Dans ses mémoires, il détaille par ailleurs les différentes toilettes de Napoléon, sans omettre le fameux madras: «Sa majesté, avant sa toilette, passait, en été, un pantalon de piqué blanc et une robe de chambre pareille; en hiver, un pantalon et une robe de chambre de molleton. Elle avait sur la tête un madras noué sur le front et dont les deux coins de derrière tombaient jusque sur son cou. L'empereur mettait lui-même, le soir, cette coiffure on ne peut moins élégante. Lorsqu'il sortait du bain on lui présentait un autre madras, car le sien était toujours mouillé dans le bain, où il se tournait et se retournait sans cesse[2].»

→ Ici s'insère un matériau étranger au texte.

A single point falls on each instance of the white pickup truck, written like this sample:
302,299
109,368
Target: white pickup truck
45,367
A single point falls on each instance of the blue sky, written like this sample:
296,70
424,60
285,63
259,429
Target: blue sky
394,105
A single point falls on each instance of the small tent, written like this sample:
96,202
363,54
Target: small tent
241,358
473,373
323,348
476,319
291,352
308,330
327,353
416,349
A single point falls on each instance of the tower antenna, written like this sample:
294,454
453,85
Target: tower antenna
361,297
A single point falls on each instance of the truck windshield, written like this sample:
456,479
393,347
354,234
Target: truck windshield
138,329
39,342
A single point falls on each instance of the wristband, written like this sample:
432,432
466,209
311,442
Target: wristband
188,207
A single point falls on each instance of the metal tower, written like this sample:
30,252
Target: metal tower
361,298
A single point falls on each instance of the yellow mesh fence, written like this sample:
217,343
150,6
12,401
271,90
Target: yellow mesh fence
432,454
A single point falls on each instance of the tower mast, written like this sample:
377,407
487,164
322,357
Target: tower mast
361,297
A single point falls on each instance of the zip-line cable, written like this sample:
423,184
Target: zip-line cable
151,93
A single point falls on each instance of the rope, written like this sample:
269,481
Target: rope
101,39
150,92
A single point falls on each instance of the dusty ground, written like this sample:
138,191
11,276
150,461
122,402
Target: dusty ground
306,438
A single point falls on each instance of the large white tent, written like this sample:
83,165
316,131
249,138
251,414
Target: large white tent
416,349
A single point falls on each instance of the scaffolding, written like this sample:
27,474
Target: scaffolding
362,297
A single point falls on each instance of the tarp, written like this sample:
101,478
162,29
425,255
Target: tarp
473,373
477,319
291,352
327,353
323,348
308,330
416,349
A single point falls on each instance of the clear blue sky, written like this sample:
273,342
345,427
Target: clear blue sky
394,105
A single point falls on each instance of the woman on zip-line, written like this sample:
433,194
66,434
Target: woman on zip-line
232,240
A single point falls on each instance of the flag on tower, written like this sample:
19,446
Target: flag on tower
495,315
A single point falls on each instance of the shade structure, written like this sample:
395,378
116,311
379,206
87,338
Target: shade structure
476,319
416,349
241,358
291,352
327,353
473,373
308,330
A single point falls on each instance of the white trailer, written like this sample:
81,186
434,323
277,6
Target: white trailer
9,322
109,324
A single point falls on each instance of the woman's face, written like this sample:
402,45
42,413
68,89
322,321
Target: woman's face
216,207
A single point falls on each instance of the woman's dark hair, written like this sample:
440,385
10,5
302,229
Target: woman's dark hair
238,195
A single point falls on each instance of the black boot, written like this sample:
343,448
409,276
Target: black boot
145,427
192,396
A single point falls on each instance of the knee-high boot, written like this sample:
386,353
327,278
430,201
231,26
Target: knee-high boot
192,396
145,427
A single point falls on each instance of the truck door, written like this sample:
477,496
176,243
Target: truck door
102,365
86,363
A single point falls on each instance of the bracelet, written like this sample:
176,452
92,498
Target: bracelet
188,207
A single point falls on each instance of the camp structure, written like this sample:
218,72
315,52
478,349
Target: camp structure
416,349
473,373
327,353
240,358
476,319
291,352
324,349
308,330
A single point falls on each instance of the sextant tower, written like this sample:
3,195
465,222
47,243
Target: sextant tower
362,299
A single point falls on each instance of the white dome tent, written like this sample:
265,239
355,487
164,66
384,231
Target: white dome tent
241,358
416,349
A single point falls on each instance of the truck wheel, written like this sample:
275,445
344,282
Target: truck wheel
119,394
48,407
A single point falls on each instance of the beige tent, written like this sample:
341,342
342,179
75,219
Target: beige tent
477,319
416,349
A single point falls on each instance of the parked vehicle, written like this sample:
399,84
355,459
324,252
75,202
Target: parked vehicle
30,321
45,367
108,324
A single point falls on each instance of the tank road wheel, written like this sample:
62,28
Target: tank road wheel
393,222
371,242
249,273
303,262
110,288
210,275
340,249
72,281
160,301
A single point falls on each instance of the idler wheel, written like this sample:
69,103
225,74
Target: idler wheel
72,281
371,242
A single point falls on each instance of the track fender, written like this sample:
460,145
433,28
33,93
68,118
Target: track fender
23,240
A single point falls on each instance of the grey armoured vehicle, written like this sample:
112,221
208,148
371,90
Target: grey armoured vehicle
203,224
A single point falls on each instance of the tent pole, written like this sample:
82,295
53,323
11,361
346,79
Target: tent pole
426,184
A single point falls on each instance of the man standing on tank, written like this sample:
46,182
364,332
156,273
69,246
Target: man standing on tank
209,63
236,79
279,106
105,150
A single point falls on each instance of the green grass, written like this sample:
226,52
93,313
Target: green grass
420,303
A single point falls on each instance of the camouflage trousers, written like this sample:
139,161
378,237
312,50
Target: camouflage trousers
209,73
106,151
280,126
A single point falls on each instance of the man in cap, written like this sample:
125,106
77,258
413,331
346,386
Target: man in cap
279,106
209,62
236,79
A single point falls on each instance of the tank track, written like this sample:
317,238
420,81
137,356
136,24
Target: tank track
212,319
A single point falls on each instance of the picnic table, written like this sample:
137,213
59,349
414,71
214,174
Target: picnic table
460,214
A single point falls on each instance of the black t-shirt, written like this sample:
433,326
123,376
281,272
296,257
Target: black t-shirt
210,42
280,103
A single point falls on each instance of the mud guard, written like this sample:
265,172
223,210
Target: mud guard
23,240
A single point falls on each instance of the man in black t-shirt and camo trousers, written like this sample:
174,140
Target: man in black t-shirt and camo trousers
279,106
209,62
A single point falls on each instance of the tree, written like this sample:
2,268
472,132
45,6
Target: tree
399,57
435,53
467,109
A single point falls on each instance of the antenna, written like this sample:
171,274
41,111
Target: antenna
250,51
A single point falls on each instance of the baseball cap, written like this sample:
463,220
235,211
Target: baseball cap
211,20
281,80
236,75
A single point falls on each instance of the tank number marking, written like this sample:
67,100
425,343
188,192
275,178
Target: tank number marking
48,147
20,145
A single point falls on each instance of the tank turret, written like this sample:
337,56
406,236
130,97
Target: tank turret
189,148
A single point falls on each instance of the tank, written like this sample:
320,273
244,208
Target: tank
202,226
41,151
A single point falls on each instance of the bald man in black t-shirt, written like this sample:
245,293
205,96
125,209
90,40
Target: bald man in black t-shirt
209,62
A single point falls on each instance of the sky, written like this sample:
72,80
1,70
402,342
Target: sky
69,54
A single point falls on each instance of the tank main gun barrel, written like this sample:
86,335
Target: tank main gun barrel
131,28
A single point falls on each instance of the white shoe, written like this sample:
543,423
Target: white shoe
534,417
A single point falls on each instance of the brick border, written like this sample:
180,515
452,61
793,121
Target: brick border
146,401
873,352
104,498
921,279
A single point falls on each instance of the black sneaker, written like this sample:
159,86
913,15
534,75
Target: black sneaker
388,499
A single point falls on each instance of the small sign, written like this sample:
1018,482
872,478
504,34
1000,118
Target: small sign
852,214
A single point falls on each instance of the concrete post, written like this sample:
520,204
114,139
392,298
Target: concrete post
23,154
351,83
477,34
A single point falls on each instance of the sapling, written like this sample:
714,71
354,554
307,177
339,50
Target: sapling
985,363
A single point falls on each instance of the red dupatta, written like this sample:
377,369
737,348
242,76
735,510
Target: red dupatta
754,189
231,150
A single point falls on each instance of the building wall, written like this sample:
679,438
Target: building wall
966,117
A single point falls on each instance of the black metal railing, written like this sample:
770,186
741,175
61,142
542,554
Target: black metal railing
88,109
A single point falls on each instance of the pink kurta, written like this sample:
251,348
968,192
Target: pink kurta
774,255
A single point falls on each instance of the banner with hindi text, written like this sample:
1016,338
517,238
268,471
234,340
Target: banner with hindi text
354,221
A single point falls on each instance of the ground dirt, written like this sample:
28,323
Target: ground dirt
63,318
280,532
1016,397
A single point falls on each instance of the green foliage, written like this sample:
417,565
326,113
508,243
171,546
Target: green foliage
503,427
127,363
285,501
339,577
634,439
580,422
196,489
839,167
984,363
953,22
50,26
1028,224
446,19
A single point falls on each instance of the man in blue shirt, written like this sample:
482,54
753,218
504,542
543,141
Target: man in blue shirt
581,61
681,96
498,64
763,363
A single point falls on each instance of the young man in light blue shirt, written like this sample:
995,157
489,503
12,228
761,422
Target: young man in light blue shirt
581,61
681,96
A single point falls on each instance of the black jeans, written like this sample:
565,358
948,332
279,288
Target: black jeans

D'une hygiène méticuleuse, Napoléon renouvelait fréquemment son linge et démultipliait les pièces de sa garde-robe. Il possédait ainsi un bel assortiment de foulards créoles, dont les documents d'archives laissent deviner la très grande fréquence d'utilisation: pour les seuls mois de janvier, février et mars 1813, Constant dénombre le blanchiment de pas moins de 62 madras! À Sainte-Hélène, l'Empereur emporta également 6 de ses précieux foulards[3], et s'en couvrit le chef jusque dans ses derniers instants. Le général Montholon, qui veilla
Napoléon durant sa maladie, écrit dans son journal: «13 avril. La nuit a été moins bonne, peut-être à cause de l'abondance de la transpiration. Sept fois j'ai changé l'Empereur, et chaque fois flanelle et linge étaient trempés, jusqu'au madras dont il entoure sa tête. Ces changements de linge sont bien difficiles à faire sans l'impatienter, car il ne veut pas de lumière dans sa chambre; il ne souffre qu'une bougie dans la pièce voisine, et c'est à la faible lueur de cette lumière qu'il me faut, non lui donner, mais lui mettre tout ce dont il a besoin, même nouer le madras sur sa tête[4].» [1] Louis Constant Wairy, Mémoires sur la vie privée de Napoléon, sa famille et sa cour, volume 2, Paris, Ladvocat, 1830, p. 153.
[2] Ibid., p. 66.
[3] Ainsi qu'il est mentionné dans l'inventaire de son testament.
[4] Charles Tristan Montholon, Histoire de la captivité de Sainte-Hélène, volume 1, Leipzig, Brockaus et Avenarius, 1846, p. 252.